What Is Integration Services and Why Do I Need It?
IN THIS CHAPTER
- What Is SQL Server Integration Services?
- A Short Integration Services History
- How This Book Is Organized
- The Sample Projects
What Is SQL Server Integration Services?
Depending on whom you ask, you might get different answers to that question ranging from descriptions such as a data import/export wizard, to an ETL tool, to a control flow engine, to an application platform, or to a high-performance data transformation pipeline. All are correct because Integration Services is a set of utilities, applications, designers, components, and services all wrapped up into one powerful software application suite. SQL Server Integration Services (SSIS) is many things to many people.
Data Import/Export Wizard
One of the most popular features of Integration Services is the Import/Export Wizard, which makes it easy to move data from a source location such as a flat file or database table to a flat file, table, or other destination. The Import/Export Wizard was the first utility developed back in the SQL Server 7.0 time frame and continues today as an important utility in the database administrator’s (DBA) toolbox.
ETL is an acronym for Extract, Transform, and Load and describes the processes that take place in data warehousing environments for extracting data from source transaction systems; transforming, cleaning, deduplicating, and conforming the data; and finally loading it into cubes or other analysis destinations. Although Data Transformation Services (DTS), Integration Services’ predecessor application, was considered a valuable tool for doing ETL, Integration Services is where true Enterprise ETL became available in SQL Server.
Control Flow Engine
The processes involved in moving data from location to location and transforming it along the way are not restricted to only processing data. Integration Services provides a control flow for performing work that is tangentially related to the actual processing that happens in data flow, including downloading and renaming files, dropping and creating tables, rebuilding indexes, performing backups, and any other number of tasks. Integration Services provides a full-featured control flow to support such activities.
Developers can create applications that use Integration Services as a platform, embedding the engines within their application using the provided object models. As a developer, you can embed the Integration Services engines and components within your applications using the object models.

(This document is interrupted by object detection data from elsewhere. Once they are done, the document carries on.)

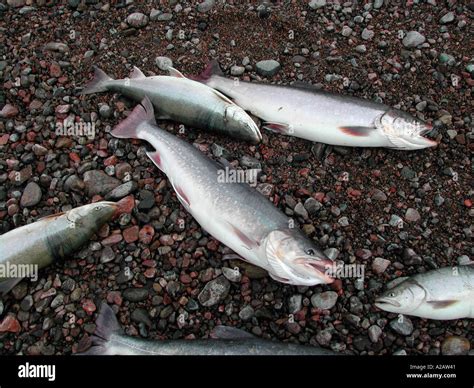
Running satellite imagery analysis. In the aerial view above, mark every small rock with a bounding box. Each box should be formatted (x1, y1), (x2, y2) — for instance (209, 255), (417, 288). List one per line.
(155, 57), (173, 71)
(405, 207), (421, 222)
(20, 182), (42, 207)
(127, 12), (148, 28)
(402, 31), (426, 48)
(255, 59), (281, 77)
(372, 257), (390, 274)
(198, 276), (230, 307)
(441, 335), (471, 356)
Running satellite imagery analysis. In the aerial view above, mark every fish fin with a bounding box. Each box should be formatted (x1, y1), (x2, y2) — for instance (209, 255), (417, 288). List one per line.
(80, 302), (122, 355)
(38, 212), (66, 221)
(191, 59), (224, 83)
(212, 89), (235, 105)
(171, 182), (191, 210)
(0, 278), (23, 295)
(262, 121), (291, 134)
(111, 97), (156, 139)
(146, 151), (163, 171)
(209, 325), (255, 340)
(268, 272), (291, 284)
(80, 66), (113, 94)
(168, 66), (186, 78)
(339, 126), (375, 137)
(129, 66), (146, 79)
(427, 300), (459, 310)
(227, 221), (260, 251)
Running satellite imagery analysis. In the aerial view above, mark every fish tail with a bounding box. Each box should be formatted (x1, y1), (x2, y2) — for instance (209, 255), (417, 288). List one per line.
(81, 66), (113, 94)
(0, 278), (23, 295)
(190, 59), (224, 83)
(80, 302), (122, 355)
(112, 97), (156, 139)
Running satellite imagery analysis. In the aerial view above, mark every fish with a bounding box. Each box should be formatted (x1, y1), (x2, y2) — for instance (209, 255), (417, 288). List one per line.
(375, 264), (474, 320)
(81, 67), (262, 144)
(0, 201), (117, 295)
(77, 302), (338, 356)
(111, 97), (334, 286)
(191, 61), (437, 150)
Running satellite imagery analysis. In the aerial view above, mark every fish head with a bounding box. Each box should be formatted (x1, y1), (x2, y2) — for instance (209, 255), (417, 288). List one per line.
(265, 229), (334, 286)
(224, 104), (262, 144)
(67, 201), (118, 230)
(375, 109), (438, 150)
(375, 280), (426, 313)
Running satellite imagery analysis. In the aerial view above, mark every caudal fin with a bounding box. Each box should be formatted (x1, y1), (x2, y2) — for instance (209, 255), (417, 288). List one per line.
(80, 302), (122, 355)
(190, 59), (224, 83)
(111, 97), (156, 139)
(81, 66), (113, 94)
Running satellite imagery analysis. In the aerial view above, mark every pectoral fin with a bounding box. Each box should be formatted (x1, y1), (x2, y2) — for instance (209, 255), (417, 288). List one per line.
(339, 126), (375, 137)
(428, 300), (459, 310)
(0, 278), (23, 295)
(168, 66), (186, 78)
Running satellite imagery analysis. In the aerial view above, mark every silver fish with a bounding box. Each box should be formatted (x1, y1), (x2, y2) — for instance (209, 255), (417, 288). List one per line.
(0, 202), (117, 294)
(112, 98), (333, 286)
(82, 67), (262, 143)
(375, 265), (474, 320)
(194, 61), (437, 150)
(79, 303), (337, 356)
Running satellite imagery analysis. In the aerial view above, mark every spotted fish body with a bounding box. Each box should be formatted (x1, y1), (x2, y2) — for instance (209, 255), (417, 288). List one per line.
(375, 265), (474, 320)
(195, 62), (437, 150)
(112, 99), (331, 284)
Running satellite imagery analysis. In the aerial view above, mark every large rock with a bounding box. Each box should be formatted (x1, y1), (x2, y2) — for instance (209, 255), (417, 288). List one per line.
(402, 31), (426, 48)
(20, 182), (42, 207)
(255, 59), (280, 77)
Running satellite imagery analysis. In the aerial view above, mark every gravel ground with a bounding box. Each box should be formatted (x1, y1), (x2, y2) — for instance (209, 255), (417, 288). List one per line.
(0, 0), (474, 355)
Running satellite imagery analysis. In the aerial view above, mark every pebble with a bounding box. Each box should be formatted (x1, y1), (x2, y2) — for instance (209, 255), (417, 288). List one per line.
(309, 0), (326, 9)
(390, 315), (413, 336)
(372, 257), (390, 274)
(155, 57), (173, 71)
(255, 59), (281, 77)
(441, 335), (471, 356)
(311, 291), (338, 310)
(439, 12), (454, 24)
(127, 12), (148, 28)
(20, 182), (42, 207)
(405, 207), (421, 222)
(402, 31), (426, 48)
(198, 276), (230, 307)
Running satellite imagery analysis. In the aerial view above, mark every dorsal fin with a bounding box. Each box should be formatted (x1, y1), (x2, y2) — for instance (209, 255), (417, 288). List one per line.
(168, 66), (186, 78)
(129, 66), (146, 79)
(209, 326), (255, 340)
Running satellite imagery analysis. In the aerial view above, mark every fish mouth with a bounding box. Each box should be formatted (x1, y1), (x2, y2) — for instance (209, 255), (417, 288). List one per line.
(375, 297), (402, 310)
(295, 257), (334, 284)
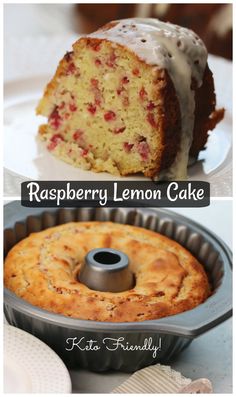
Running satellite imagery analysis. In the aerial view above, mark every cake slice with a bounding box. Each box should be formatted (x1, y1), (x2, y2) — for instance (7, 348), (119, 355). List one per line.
(37, 18), (224, 180)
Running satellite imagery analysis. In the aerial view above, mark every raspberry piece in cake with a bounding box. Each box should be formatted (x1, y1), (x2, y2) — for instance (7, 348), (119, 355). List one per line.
(87, 103), (97, 114)
(48, 106), (62, 130)
(104, 110), (116, 121)
(123, 142), (134, 153)
(137, 140), (150, 161)
(47, 134), (64, 151)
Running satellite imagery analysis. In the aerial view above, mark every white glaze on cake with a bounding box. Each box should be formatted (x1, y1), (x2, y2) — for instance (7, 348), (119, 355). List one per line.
(88, 18), (207, 180)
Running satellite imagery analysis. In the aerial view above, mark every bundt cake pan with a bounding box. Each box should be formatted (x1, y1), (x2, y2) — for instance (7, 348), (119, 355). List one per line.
(4, 202), (232, 372)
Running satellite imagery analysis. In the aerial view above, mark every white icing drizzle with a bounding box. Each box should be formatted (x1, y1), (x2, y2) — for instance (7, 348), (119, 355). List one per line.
(87, 18), (207, 180)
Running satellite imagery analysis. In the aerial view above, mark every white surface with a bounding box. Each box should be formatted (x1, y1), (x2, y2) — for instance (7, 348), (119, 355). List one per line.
(4, 325), (71, 393)
(4, 36), (232, 196)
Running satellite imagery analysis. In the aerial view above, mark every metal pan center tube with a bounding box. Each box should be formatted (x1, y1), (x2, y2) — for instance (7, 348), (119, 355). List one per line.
(78, 248), (134, 292)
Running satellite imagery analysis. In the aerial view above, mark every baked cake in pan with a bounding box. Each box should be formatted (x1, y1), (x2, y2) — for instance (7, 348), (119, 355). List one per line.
(37, 18), (224, 180)
(4, 222), (210, 322)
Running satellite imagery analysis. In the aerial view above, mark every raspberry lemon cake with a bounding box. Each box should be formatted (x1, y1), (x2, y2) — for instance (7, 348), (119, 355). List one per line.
(4, 222), (210, 322)
(37, 18), (224, 179)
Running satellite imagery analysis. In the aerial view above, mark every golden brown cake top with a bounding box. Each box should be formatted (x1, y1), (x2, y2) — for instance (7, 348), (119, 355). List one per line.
(4, 222), (210, 322)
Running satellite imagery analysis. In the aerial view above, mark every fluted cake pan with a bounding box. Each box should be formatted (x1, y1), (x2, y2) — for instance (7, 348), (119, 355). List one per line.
(4, 202), (232, 372)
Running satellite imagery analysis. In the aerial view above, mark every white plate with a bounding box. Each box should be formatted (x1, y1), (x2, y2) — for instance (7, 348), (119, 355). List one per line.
(4, 51), (232, 196)
(4, 325), (71, 393)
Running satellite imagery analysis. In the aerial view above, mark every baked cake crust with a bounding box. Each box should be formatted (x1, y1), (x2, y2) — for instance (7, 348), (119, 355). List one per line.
(37, 18), (224, 180)
(4, 222), (210, 322)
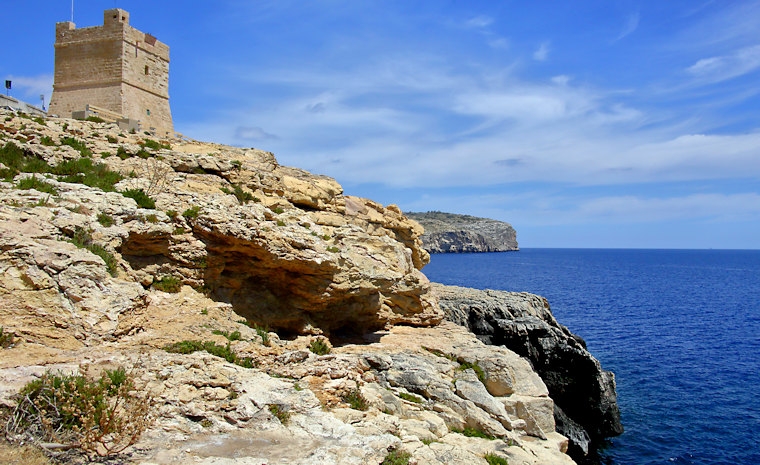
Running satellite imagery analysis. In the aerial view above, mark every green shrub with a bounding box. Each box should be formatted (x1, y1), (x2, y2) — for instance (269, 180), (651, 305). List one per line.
(61, 137), (92, 157)
(343, 389), (369, 411)
(151, 276), (182, 294)
(0, 326), (16, 349)
(182, 205), (201, 219)
(52, 158), (124, 192)
(309, 338), (330, 355)
(121, 189), (156, 209)
(16, 175), (58, 195)
(98, 213), (114, 228)
(164, 341), (254, 368)
(380, 449), (412, 465)
(483, 452), (509, 465)
(0, 142), (51, 181)
(6, 368), (153, 456)
(269, 404), (290, 425)
(116, 145), (132, 160)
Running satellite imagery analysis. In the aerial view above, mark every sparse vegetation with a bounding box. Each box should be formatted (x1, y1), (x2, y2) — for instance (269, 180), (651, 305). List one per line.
(61, 137), (92, 157)
(398, 392), (424, 404)
(121, 189), (156, 209)
(309, 338), (330, 355)
(211, 329), (242, 341)
(164, 340), (254, 368)
(343, 389), (369, 411)
(483, 452), (509, 465)
(182, 205), (201, 219)
(151, 276), (182, 294)
(16, 175), (58, 195)
(98, 213), (114, 228)
(269, 404), (290, 425)
(71, 227), (119, 276)
(222, 184), (254, 205)
(40, 136), (56, 147)
(451, 428), (496, 441)
(0, 326), (16, 349)
(140, 139), (172, 150)
(459, 361), (486, 384)
(6, 368), (152, 456)
(52, 158), (124, 192)
(380, 449), (412, 465)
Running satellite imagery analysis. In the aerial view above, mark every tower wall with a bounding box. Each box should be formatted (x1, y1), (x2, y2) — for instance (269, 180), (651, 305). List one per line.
(50, 9), (174, 134)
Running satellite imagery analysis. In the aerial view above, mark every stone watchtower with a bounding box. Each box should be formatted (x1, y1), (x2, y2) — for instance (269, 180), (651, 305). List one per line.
(49, 9), (174, 135)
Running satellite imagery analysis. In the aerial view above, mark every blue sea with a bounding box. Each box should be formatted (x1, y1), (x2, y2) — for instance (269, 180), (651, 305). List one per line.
(423, 249), (760, 465)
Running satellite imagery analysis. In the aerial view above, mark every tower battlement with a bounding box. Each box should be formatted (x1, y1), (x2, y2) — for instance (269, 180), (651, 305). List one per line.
(49, 8), (174, 135)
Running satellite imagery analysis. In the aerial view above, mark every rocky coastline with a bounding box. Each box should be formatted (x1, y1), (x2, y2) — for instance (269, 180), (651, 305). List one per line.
(0, 112), (614, 465)
(433, 284), (623, 459)
(405, 212), (519, 253)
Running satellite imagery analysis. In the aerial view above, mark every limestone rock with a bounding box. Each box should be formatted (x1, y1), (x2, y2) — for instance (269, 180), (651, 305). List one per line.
(433, 284), (623, 455)
(406, 212), (518, 253)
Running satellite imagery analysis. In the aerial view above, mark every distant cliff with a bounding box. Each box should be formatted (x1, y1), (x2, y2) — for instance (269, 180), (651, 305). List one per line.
(405, 212), (519, 253)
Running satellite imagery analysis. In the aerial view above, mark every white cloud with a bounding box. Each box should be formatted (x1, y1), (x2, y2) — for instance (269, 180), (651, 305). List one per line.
(8, 74), (53, 105)
(533, 42), (550, 61)
(613, 13), (641, 42)
(464, 15), (493, 29)
(686, 45), (760, 84)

High Performance Data Transformation Data Pipeline
That’s a mouthful and really incorporates two ideas: high performance and data pipelining. The Data Flow Task is a high-performance tool because you can use it to perform complex data transformations on very large datasets for incredibly performant processing. The pipeline concept means that you can process data from multiple heterogeneous data sources, through multiple parallel sequential transformations, into multiple heterogeneous data destinations, making it possible to process data found in differing formats and on differing media in one common “sandbox” location.